Accessoirement, un passage à Médecins de Monde favorise grandement la mise à jour de ton existence sécurité-socialesque. Ca facilitera énormément tes prochains contacts avec la gent médicale, surtout hospitalière. Ce n'est pas que sans numéro de sécu on te laisse crever dans les couloirs, mais la loi et l'application de la loi sont deux choses séparées par des papiers à remplir.

Le gros problème des soins pour les exclus, c'est la durée du traitement. Déjà qu'il a presque fallu te traîner pour que tu te décides à consulter, si en plus ça dure pendant des semaines, voire des mois... Vivre au jour le jour n'arrange vraiment pas la santé, et en cas de pépin sérieux, ça risque de mal se terminer, ton histoire. La durée de vie de l'exclu standard vole bas alors baisse la tête.

Tiens, rien que pour te soigner les quenottes. Le jour où tu poses enfin ton cul sur la chaise électrique d'un dentiste, tu es assuré de t'en prendre au moins pour six mois de soins hebdomadaires. Que tu es bien incapable de savoir où tu seras la semaine suivante... Résultat, tu laisses pourrir jusqu'à ce que la seule solution soit de tout raser en une seule fois à l'hôpital. Une chance que tu carbures à la Vache qui rit et au pâté de foie, hein...


Bien sûr, si ton état l'exige on te trouvera une place à l'hôpital. Mais faut vraiment qu'il exige très fort, ton état. Reconnaissons cependant qu'une fois inscrit sur les rôles de l'hôtel-dieu du coin, tu deviens un patient lambda soigné ni plus mal ni moins bien que n'importe quel autre numéro de sécu hospitalisé avec toi. N'espère donc pas que ton itinéraire d'exclu soit pris en compte pour adapter le traitement. Un toubib normal ignore absolument tout de tes conditions de vie, à toi de faire avec.

Tout au plus te conseillera-t-il d'arrêter la picole, le tabac, la drogue ou la prostitution, parce que c'est tout ce qu'exclusion lui suggère. Que tu ne bouffes pas à ta faim, que tu sois incapable ne serait-ce que d'épeler "équilibre alimentaire", que tu crèves de froid, de frustrations ou de solitude, que tu sois devenu au trois-quarts barge à force de souffrir, c'est ton problème, que veux-tu qu'il y fasse ? Rien, effectivement.

Le plus démoralisant, c'est quand tu joues le jeu de la réinsertion. Le premier pas de cette réinsertion est très précisément la redécouverte de son corps. Et donc de ses besoins.

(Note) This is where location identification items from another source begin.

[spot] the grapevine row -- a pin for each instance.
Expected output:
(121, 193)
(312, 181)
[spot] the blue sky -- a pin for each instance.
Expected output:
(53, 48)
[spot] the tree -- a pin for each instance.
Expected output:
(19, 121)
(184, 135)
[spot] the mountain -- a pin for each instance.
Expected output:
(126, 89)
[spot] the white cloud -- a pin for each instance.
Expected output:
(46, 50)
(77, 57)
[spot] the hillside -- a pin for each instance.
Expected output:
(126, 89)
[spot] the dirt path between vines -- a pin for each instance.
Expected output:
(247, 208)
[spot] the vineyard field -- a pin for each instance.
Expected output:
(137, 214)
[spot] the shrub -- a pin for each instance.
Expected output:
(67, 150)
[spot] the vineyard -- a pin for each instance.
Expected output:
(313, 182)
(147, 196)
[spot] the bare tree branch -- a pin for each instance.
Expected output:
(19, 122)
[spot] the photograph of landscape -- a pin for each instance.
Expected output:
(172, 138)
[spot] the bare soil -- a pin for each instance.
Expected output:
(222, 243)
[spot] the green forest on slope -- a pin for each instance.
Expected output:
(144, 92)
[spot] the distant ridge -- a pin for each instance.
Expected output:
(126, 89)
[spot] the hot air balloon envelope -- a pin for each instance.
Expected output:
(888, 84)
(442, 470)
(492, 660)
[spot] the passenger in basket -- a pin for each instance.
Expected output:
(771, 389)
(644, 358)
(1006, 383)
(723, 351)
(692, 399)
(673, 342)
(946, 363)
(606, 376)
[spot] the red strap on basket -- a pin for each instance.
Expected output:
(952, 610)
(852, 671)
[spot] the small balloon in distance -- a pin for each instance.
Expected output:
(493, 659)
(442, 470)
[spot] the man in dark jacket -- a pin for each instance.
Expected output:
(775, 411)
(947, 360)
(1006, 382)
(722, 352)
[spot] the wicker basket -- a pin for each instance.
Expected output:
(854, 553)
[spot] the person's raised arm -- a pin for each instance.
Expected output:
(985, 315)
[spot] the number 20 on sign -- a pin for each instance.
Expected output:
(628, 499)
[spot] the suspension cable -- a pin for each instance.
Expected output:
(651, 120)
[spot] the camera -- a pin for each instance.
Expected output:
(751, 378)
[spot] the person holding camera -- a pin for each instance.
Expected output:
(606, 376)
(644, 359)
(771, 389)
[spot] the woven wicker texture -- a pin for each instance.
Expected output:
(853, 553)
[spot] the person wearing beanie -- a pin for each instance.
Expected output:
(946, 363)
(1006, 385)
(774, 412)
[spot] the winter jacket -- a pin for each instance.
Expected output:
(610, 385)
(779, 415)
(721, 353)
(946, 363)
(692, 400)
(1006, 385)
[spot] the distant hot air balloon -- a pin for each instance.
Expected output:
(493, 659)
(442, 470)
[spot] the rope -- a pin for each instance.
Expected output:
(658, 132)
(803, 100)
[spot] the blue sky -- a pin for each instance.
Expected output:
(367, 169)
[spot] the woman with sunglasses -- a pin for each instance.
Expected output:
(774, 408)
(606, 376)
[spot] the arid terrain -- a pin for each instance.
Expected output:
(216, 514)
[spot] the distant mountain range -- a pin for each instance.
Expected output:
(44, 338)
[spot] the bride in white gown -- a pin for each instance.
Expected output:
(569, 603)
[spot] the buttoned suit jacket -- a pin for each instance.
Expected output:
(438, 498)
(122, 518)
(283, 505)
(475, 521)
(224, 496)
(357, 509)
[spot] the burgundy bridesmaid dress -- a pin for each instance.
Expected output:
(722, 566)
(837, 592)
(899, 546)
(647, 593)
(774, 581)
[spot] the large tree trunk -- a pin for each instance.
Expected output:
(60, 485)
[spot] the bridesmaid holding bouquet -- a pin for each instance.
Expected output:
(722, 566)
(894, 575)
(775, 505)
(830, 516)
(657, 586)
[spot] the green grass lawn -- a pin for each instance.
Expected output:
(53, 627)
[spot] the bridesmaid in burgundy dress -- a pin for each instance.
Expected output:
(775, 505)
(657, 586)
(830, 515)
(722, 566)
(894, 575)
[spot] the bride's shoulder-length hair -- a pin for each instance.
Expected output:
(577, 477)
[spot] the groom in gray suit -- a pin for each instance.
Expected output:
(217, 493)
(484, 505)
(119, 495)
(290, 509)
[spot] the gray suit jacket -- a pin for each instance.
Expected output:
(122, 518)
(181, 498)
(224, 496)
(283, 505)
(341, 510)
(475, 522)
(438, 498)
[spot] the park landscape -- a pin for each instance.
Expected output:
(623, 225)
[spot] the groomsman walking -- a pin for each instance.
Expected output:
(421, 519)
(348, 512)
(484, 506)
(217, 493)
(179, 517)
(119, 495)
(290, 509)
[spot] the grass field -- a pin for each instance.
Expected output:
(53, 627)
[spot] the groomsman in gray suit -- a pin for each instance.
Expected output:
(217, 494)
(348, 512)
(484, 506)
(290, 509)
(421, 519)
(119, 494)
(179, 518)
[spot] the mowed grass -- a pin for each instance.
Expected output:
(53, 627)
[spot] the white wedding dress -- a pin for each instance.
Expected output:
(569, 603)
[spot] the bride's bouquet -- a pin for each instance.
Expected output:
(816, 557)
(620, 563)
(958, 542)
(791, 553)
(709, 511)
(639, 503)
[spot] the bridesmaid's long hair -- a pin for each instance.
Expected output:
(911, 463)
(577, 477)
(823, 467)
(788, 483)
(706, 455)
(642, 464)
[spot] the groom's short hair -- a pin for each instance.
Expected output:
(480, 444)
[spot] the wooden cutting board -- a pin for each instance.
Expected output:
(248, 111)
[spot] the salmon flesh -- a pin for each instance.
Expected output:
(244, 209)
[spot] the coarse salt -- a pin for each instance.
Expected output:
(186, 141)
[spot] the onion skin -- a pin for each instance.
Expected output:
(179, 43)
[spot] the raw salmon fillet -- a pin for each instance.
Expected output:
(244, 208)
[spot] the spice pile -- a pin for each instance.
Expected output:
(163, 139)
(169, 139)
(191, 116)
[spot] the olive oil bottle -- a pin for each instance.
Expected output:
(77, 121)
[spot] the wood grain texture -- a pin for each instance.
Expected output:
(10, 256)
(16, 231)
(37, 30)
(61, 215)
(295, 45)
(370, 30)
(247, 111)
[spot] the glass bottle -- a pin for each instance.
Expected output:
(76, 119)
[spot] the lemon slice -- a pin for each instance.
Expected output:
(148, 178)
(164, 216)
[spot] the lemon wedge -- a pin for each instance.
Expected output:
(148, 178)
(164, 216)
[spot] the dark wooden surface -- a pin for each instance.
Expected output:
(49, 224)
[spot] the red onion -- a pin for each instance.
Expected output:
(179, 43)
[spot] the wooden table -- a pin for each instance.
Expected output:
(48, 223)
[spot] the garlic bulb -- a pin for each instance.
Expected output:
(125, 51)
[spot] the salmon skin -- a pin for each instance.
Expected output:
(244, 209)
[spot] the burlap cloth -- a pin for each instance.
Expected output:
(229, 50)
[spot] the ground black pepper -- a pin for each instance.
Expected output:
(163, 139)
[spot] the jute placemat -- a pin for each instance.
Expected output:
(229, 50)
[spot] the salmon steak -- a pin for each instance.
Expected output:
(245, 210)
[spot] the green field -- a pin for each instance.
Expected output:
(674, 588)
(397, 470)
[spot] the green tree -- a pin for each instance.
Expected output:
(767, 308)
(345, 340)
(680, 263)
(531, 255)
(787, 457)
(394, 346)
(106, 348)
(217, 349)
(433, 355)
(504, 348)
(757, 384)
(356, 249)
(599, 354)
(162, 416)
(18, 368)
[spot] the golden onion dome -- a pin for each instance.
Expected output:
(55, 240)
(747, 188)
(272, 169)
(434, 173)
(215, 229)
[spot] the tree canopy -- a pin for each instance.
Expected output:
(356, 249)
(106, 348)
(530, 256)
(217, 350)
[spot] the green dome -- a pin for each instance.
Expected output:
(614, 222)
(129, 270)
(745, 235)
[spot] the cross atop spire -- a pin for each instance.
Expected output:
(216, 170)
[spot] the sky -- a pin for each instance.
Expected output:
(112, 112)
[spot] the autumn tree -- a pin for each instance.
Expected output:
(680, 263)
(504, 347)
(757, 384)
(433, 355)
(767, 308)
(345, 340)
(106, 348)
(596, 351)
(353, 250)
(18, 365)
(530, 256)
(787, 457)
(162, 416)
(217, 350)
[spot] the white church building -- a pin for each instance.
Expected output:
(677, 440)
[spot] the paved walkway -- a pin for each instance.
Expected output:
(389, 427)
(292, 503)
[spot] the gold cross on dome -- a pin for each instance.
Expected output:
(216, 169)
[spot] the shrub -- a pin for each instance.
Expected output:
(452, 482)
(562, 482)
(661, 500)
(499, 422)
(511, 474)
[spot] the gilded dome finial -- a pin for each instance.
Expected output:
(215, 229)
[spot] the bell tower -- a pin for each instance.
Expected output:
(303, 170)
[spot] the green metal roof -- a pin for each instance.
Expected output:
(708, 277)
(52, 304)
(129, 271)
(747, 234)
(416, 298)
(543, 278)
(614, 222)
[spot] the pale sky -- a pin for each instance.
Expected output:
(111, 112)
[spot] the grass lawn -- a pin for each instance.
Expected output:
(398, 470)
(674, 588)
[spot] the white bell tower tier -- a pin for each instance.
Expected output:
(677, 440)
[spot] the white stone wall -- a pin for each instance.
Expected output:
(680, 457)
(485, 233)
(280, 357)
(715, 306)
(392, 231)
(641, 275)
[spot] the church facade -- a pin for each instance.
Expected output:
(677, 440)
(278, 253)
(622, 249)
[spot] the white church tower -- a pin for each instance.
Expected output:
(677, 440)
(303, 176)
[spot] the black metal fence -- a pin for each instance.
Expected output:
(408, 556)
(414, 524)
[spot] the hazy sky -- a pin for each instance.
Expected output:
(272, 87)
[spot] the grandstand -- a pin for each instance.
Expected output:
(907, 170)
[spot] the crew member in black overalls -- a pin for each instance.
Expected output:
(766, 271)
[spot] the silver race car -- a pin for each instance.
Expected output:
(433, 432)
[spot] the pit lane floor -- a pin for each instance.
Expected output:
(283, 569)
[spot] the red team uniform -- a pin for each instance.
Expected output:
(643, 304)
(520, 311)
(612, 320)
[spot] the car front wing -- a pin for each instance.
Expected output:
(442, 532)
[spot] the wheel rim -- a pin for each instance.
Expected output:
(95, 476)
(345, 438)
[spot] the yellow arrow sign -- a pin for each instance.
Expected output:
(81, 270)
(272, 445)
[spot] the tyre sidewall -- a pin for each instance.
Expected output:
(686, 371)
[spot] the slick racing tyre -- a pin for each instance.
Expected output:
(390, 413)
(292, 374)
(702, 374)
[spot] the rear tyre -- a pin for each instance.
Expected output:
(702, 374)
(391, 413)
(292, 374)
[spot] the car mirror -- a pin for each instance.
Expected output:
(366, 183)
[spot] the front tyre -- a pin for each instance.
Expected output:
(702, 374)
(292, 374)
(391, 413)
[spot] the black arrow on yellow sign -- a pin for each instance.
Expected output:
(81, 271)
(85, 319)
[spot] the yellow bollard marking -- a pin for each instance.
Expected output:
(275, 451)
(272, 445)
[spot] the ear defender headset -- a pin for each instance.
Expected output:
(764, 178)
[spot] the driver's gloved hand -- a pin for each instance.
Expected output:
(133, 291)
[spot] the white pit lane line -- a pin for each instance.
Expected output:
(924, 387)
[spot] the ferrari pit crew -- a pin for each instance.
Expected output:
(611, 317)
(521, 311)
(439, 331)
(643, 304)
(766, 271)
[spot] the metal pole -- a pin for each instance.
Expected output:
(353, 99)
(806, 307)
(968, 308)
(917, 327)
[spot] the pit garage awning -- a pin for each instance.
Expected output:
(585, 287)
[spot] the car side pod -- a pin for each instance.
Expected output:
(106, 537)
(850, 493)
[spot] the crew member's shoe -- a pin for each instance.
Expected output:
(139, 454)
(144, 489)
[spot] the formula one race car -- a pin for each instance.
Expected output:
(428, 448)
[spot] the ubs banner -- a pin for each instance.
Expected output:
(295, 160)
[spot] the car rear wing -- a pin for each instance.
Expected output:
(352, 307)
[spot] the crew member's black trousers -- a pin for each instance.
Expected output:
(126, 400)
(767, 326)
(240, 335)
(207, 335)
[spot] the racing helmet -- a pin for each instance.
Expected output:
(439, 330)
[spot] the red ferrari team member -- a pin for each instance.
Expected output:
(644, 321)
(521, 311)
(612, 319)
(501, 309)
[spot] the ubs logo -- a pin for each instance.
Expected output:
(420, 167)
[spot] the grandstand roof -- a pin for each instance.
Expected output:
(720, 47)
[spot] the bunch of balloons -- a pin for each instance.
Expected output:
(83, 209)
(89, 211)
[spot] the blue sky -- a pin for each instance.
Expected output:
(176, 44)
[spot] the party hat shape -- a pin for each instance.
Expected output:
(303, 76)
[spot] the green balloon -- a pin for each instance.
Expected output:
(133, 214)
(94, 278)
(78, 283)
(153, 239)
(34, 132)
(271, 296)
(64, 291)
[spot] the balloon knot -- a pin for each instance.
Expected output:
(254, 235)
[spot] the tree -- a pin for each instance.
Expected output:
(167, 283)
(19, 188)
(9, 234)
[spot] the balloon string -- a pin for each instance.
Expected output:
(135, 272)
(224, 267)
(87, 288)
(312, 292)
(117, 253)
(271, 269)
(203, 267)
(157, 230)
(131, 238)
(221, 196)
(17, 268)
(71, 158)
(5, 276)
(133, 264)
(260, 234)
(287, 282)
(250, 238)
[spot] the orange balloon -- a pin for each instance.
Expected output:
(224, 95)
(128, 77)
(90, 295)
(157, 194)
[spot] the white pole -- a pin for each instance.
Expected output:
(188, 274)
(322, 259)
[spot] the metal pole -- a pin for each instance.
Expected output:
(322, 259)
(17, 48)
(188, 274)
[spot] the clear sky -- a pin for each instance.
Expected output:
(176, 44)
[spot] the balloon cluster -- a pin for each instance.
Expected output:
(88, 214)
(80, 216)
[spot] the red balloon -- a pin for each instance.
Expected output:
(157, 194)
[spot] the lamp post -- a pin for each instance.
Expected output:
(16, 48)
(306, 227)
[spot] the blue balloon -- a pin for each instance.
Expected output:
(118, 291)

Tant que tu es à la rue, tu peux facilement être en train de crever sans avoir l'impression d'avoir le moindre problème de santé. Le stade manger dormir dont il a été plusieurs fois question dans ces pages. Mais dès que tu retrouves un appart, un petit boulot, tu peux t'attendre à voir les tuiles te tomber dessus.

C'est ainsi que tout content de ton nouvel appart payé par la CAF et de tes beaux meubles d'occase offerts par Emmaüs ou Saint Vincent de Paul, tu décides de te remettre à travailler. Et pour un type pas fainéant comme toi, prêt à tout accepter à n'importe quel tarif et pour le nombres d'heure qu'il faut, trouver du travail n'est pas bien difficile. Ce n'est pas les négriers qui manquent. Entre nous, serait bien étonnant que tu te la finisses, ta première semaine de boulot...

C'est qu'il ne suffit pas de vouloir. Des mois de malnutrition, de manque de sommeil, de stress ne vont pas disparaître comme ça, parce que tu n'en as plus besoin. Découvrir cette réalité va te faire un rude coup au moral et tu risques fort de baisser les bras rapidement, perclus de courbatures. Courage, tu en verras d'autres. Le secret est de laisser le temps au temps. Tu ne peux plus arquer après quelques jours de boulot ? Et alors ! Essaye de récupérer ta paie car tout travail mérite salaire et prends des vacances le temps de te refaire quelques forces. S'il faut dix, vingt ou trente essais avant que la machine redémarre, te gêne pas.

Après chaque atterrissage sur le ventre, tu vas déprimer, penser que tu n'es bon à rien et que tu n'as que ce que tu mérite. Relax, c'est normal. Disons que tu fais le deuil de ton emploi perdu. Jusqu'au jour où tu te sentiras des envies d'y retourner. Attention tout de même : cette alternance de déprime et d'euphorie risque de te donner l'idée de lisser ton humeur à coup de gros rouge ou de psychotropes. Si cela devait t'arriver, tu perdrais ton statut d'exclu pour n'être qu'un simple malade dépendant, ce qui ne présente aucun intérêt.